Nel mondo delle AI sarà l’immaginazione al potere

C’è un libro di Ian McEwan di qualche anno fa che, in chiave distopica, ben prefigura il futuro degli esseri umani sul pianeta Terra. Il suo titolo è Macchine come me e indaga il rapporto sempre più sottile tra uomini e intelligenze artificiali.
Una delle domande del romanzo infatti è: «cosa accadrà quando il confine tra vivente e macchina diventerà pressoché impercettibile?»
Del resto, l’evoluzione delle AI non è cosa di oggi. Di oggi, semmai, è l’effettiva presa di coscienza che presto il deep learning delle macchine riuscirà a scansare l’essere umano in molte delle sue attuali mansioni.
È ormai un dato di fatto: la maggior parte dei mestieri più ripetitivi, in cui l’elemento creativo non è contemplato, molto presto non dovranno più contare sull’intervento delle persone.
Ciò renderà sicuramente meno alienante la giornata lavorativa, ma rischierà di lasciare in strada milioni di lavoratori poco specializzati.
Ad affrontare il problema è un bel libro di Kai-Fu Lee e Chen Qiufan dal titolo Ai 2041 – Scenari dal futuro dell’intelligenza artificiale, edito da LUISS University Press.
Si tratta di una serie di racconti per analizzare come l’intelligenza artificiale andrà a incidere sulla nostra società. L’intento dei due autori — rispettivamente un ex Executive di Apple, Google, Microsoft e un acclamato scrittore di fantascienza — è quello di individuare i possibili scenari aperti dall’intelligenza artificiale rigenerativa, su una prospettiva temporale di circa vent’anni.

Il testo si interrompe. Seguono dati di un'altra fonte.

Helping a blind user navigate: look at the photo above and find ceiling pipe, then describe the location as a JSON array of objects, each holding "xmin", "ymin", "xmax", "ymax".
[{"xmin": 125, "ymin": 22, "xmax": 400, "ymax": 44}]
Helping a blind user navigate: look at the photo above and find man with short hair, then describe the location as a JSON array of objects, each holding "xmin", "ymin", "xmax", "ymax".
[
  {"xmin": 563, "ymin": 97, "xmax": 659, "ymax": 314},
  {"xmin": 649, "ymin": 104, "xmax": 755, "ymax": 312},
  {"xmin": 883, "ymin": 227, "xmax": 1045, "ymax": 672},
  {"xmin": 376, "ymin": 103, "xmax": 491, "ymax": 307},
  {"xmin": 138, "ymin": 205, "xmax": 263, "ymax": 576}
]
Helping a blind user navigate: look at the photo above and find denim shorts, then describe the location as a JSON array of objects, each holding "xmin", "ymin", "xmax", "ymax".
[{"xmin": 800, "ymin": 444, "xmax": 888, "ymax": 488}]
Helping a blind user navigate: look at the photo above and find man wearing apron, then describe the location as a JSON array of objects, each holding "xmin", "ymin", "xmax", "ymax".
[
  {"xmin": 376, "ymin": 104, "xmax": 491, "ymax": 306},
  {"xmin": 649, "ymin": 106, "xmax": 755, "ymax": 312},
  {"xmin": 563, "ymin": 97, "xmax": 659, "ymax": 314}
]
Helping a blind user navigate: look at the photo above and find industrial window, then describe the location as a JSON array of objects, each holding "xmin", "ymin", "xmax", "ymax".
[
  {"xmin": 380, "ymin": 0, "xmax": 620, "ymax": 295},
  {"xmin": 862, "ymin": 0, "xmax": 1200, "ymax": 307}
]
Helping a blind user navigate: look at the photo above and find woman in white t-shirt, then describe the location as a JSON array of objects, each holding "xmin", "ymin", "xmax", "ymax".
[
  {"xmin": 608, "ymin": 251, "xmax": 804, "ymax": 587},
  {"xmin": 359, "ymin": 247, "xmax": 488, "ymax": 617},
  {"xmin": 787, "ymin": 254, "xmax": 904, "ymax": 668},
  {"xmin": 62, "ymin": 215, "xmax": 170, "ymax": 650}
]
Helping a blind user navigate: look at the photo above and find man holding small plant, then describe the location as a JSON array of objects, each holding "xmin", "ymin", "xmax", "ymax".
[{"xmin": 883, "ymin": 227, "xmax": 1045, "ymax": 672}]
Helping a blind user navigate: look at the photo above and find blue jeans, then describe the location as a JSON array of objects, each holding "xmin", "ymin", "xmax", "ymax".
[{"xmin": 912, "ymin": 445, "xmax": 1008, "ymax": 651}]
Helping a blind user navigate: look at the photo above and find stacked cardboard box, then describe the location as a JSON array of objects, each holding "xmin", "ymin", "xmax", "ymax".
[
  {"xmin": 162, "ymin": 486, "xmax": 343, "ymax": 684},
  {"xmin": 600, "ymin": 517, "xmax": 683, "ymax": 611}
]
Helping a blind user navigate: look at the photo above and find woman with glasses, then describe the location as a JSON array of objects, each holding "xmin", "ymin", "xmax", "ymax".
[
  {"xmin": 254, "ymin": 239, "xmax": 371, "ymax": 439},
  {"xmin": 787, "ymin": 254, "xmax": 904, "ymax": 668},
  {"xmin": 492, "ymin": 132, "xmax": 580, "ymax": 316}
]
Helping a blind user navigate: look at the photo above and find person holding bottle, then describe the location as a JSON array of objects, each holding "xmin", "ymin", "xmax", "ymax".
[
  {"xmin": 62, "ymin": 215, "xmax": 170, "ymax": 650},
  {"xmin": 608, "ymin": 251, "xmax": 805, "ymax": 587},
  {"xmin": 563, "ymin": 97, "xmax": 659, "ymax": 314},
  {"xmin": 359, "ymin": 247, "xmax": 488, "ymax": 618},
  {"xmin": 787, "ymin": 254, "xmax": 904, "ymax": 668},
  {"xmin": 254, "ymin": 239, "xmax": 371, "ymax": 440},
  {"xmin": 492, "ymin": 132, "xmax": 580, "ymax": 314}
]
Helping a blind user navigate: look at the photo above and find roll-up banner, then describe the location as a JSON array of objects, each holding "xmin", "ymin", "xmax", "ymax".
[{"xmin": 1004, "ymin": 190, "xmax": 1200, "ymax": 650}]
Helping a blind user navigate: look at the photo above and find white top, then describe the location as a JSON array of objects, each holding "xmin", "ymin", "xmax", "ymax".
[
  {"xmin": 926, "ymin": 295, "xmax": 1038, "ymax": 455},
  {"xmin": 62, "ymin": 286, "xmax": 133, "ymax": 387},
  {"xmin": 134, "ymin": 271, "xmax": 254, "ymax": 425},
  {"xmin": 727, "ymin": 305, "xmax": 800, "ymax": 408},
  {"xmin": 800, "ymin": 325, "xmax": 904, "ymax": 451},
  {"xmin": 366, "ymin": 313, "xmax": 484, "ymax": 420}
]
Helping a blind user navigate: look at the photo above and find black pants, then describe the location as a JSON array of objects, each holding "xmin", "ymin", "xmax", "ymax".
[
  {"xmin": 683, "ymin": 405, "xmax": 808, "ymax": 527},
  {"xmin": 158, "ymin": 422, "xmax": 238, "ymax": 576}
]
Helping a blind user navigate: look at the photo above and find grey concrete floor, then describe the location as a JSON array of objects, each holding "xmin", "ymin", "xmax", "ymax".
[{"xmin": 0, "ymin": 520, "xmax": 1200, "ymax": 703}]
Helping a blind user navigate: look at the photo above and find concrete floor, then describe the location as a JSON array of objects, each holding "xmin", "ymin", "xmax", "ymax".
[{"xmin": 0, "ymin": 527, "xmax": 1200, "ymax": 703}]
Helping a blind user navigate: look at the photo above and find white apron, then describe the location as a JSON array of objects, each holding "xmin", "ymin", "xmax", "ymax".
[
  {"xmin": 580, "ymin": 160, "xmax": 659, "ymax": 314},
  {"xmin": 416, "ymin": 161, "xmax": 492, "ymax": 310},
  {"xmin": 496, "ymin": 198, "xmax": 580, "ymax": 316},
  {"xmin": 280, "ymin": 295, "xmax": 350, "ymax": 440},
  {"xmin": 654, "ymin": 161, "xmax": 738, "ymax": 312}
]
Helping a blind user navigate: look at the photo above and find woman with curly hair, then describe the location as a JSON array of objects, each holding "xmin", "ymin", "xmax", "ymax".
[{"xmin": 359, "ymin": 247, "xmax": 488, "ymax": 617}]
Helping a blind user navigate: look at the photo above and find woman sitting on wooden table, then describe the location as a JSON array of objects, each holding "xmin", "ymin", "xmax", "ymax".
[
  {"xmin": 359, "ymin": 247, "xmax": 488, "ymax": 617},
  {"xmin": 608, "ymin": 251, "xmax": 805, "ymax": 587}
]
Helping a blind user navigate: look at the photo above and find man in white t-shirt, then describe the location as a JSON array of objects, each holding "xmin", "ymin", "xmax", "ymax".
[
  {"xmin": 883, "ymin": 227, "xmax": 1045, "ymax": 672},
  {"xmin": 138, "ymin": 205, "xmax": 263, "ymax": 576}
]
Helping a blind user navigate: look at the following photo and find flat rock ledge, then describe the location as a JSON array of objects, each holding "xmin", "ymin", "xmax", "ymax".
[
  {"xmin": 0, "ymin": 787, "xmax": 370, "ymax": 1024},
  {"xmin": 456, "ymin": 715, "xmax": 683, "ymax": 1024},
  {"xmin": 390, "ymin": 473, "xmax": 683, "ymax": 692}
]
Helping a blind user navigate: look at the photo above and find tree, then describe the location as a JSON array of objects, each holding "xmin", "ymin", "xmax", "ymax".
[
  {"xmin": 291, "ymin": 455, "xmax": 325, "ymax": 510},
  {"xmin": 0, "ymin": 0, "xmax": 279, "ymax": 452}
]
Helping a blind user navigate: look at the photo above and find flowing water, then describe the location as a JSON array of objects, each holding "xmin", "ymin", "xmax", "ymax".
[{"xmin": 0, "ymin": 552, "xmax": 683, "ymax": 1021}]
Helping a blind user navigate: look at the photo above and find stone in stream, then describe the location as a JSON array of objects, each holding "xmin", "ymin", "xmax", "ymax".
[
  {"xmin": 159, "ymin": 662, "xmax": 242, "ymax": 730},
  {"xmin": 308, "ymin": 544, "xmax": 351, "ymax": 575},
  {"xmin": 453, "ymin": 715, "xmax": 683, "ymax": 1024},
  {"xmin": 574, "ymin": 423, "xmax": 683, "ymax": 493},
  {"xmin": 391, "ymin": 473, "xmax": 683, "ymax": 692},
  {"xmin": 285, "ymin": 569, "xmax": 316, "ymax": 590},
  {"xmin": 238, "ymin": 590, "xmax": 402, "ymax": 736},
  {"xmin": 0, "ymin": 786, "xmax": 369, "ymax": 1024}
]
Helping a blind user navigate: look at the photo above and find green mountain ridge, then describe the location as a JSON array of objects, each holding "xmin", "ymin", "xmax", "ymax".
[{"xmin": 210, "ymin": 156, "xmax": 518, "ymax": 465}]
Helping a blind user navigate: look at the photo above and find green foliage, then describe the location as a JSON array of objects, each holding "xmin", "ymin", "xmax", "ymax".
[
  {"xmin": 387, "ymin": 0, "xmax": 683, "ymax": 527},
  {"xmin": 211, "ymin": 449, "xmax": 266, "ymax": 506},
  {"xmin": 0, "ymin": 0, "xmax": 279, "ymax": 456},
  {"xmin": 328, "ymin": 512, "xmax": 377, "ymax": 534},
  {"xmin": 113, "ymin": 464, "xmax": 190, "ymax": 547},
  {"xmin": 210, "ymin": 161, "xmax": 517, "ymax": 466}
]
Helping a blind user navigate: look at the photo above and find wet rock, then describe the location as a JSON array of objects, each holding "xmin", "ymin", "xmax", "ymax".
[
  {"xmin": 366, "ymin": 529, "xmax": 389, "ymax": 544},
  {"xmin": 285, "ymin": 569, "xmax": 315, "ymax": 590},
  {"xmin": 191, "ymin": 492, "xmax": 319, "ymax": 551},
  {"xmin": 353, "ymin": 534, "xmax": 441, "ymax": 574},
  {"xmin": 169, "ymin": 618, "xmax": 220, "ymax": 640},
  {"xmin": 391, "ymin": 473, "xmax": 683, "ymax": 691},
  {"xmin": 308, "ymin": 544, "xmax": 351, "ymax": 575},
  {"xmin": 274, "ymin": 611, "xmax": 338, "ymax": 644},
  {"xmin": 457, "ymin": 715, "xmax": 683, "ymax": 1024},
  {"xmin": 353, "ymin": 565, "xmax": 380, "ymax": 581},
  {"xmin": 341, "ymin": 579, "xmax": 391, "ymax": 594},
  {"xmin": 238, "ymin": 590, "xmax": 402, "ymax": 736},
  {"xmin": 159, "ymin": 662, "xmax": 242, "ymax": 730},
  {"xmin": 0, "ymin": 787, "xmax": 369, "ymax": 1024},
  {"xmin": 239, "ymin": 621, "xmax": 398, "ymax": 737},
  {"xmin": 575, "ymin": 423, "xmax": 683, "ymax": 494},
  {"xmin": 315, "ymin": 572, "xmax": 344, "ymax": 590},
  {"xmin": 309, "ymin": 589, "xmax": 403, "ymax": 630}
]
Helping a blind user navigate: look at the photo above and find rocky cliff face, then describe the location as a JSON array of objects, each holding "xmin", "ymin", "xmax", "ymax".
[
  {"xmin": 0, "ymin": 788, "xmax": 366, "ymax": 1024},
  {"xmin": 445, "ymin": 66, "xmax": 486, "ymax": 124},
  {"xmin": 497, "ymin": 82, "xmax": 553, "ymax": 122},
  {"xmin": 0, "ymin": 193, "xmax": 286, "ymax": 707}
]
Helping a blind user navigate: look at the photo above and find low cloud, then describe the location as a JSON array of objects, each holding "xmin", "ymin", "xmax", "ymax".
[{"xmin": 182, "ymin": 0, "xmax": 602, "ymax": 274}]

Tra i contributi più interessanti, Il salvatore di posti di lavoro, capitolo con cui i due autori mettono al centro il tema della disoccupazione causata dall’AI e la necessità di pensare ad un reddito universale di base.
L’evoluzione del processo lavorativo, inoltre, rischia di innescare gravi problemi sociali come depressione, incremento dei suicidi, abuso di droghe, crescenti disuguaglianze e disordini sociali.
E se McEwan si domandava cosa succederà quando le macchine sapranno confondersi con gli uomini, Lee e Qiufan si chiedono invece cosa succederà quando le lunghe ore trascorse a lavorare per produrre valore economico non saranno più una caratteristica necessaria della vita umana.
Di certo sarà necessario applicare una tassazione sugli extraprofitti delle multinazionali per garantire una redistribuzione del reddito e assicurare a tutti la possibilità di vivere in maniera dignitosa. Ma ciò non sarà abbastanza.
Bisognerà investire su scuola e università per fornire alle persone dei know how non più tecnici ma creativi. Il futuro sarà nelle mani umanisti, non più degli ingegneri.
Come per un famoso slogan sessantottino ripreso da Marcuse, nel mondo popolato da intelligenze artificiali sarà davvero l’immaginazione al potere.
Quindi non più i dati — quelli serviranno alle macchine — ma le parole, la poesia, la bellezza per gli esseri umani. Perché se vorremo sopravvivere a ciò che è artificiale, non ci resta che scommettere sul nostro saper essere umani.